Das Game selbst ist ein sehr klassisches Action-Rollenspiel im Stile von Diablo, Path of Exile und anderen Fantasy-Spielen des Hack'n-Slash-Genres. Man muss nicht lange spielen, um zu erkennen, dass sich Wolcen die meisten seiner Elemente aus anderen Spielen leiht. Aber wie lautet das Sprichwort doch so schön: Besser gut geklaut, als schlecht selbst gemacht. Unser Abenteuer beginnt damit, dass drei mächtige Krieger gegen ein unheilvolles Monster kämpfen. Wir werden von diesem Gegner niedergerungen, obwohl wir uns kurz davor selbst auf magische Art und Weise verwandeln. Weil offensichtlich wird, dass wir über diese Kräfte keine Kontrolle haben und die Menschen in dieser Welt allgemein nicht besonders gut auf Magier zu sprechen sind, müssen wir fortan als Ausgestoßener über die Runden kommen.

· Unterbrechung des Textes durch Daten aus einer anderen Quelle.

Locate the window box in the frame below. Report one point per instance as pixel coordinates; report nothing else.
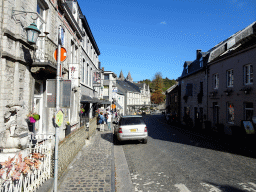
(246, 90)
(228, 91)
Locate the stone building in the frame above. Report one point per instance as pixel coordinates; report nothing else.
(231, 90)
(136, 95)
(193, 84)
(172, 103)
(27, 68)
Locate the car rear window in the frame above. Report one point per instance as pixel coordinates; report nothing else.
(131, 121)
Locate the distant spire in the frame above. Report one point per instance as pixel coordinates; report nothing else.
(129, 77)
(121, 76)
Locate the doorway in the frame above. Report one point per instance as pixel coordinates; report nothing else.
(215, 113)
(38, 106)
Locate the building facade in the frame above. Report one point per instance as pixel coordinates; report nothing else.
(26, 69)
(193, 86)
(231, 89)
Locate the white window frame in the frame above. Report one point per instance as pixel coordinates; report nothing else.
(248, 74)
(216, 80)
(201, 62)
(230, 117)
(87, 74)
(247, 109)
(230, 78)
(83, 71)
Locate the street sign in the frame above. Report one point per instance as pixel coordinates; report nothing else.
(63, 54)
(62, 36)
(59, 118)
(65, 93)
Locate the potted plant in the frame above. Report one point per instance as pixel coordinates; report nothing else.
(33, 117)
(68, 129)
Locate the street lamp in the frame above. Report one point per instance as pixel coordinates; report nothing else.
(32, 30)
(32, 33)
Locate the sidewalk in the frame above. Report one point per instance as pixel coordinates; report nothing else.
(93, 168)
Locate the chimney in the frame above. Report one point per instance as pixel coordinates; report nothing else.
(197, 53)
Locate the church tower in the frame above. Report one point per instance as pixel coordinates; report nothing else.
(121, 76)
(129, 77)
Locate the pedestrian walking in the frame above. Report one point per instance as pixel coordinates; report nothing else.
(109, 121)
(101, 121)
(106, 117)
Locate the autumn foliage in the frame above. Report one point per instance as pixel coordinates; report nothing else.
(14, 167)
(157, 95)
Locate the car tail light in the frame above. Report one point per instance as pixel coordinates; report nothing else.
(120, 130)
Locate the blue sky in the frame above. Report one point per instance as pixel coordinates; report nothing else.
(145, 36)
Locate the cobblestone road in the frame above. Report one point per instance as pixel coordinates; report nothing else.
(92, 169)
(175, 160)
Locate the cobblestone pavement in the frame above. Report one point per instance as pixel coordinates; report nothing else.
(93, 168)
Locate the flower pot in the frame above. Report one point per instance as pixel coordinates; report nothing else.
(67, 130)
(36, 117)
(32, 120)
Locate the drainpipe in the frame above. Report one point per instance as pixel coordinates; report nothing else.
(207, 92)
(57, 109)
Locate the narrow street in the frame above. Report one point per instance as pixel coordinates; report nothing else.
(179, 160)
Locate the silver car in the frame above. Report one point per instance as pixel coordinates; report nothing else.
(131, 128)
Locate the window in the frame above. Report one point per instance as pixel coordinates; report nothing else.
(189, 89)
(216, 81)
(186, 111)
(91, 77)
(230, 78)
(201, 87)
(248, 111)
(87, 74)
(187, 68)
(40, 9)
(83, 71)
(106, 76)
(230, 113)
(248, 74)
(201, 62)
(175, 98)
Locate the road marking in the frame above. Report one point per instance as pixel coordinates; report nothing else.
(248, 188)
(149, 183)
(182, 187)
(253, 184)
(212, 187)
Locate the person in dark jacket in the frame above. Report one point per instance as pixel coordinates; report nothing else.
(101, 121)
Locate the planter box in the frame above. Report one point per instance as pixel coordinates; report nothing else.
(67, 130)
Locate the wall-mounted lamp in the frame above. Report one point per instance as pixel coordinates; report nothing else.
(32, 30)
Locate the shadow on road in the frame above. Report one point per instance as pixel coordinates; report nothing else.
(226, 188)
(159, 129)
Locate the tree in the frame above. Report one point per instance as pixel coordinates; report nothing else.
(157, 95)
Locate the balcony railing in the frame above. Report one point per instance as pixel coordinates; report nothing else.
(107, 82)
(45, 50)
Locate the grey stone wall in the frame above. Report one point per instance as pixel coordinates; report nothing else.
(72, 144)
(69, 148)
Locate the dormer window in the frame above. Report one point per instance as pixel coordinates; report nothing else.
(201, 61)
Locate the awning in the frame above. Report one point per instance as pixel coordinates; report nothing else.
(105, 102)
(88, 99)
(118, 105)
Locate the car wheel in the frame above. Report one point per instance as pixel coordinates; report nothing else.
(145, 141)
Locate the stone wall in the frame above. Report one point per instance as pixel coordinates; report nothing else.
(72, 144)
(69, 148)
(92, 127)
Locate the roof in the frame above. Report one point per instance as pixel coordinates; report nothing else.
(128, 116)
(172, 87)
(126, 86)
(87, 28)
(239, 37)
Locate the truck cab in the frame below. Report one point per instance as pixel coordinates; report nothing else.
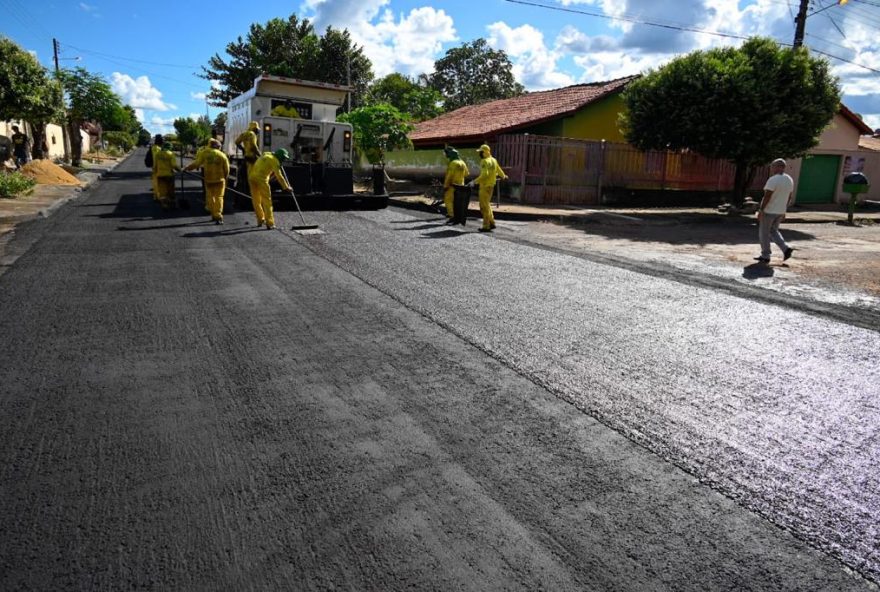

Zuerst werden einem die Auswirkungen dieser unfreiwilligen Verwandlung gar nicht so bewusst, da sich unser Charakter an einem Strand wiederfindet. Auf dem Weg dorthin haben wir sämtliche Ausrüstung verloren und alle Talente vergessen, von unseren beiden Begleitern ist ebenfalls keine Spur zu finden. Stattdessen erwarten uns Dämonen und andere üble Kreaturen, die von uns zu Hackfleisch verarbeitet werden wollen. Die Geschichte ist ziemlich grob gehalten und funktioniert im Grunde gut, obwohl ehrlich gesagt keine Eindrücke bei uns hängegenblieben sind. Es gibt drei Akte und wir konnten uns nicht einmal darauf einigen, ob Wolcen: Lords of Mayhem beim Anfang oder beim voreiligen Ende die Luft ausging... Außerdem wird derzeit noch an einem vierten Akt gearbeitet, der die rasanten Erlebnisse hoffentlich zu einem stilvolleren Schluss bringt. Die Geschichte als solche macht aber immerhin Sinn, zumindest wird klar, dass sie einem narrativen Faden folgt.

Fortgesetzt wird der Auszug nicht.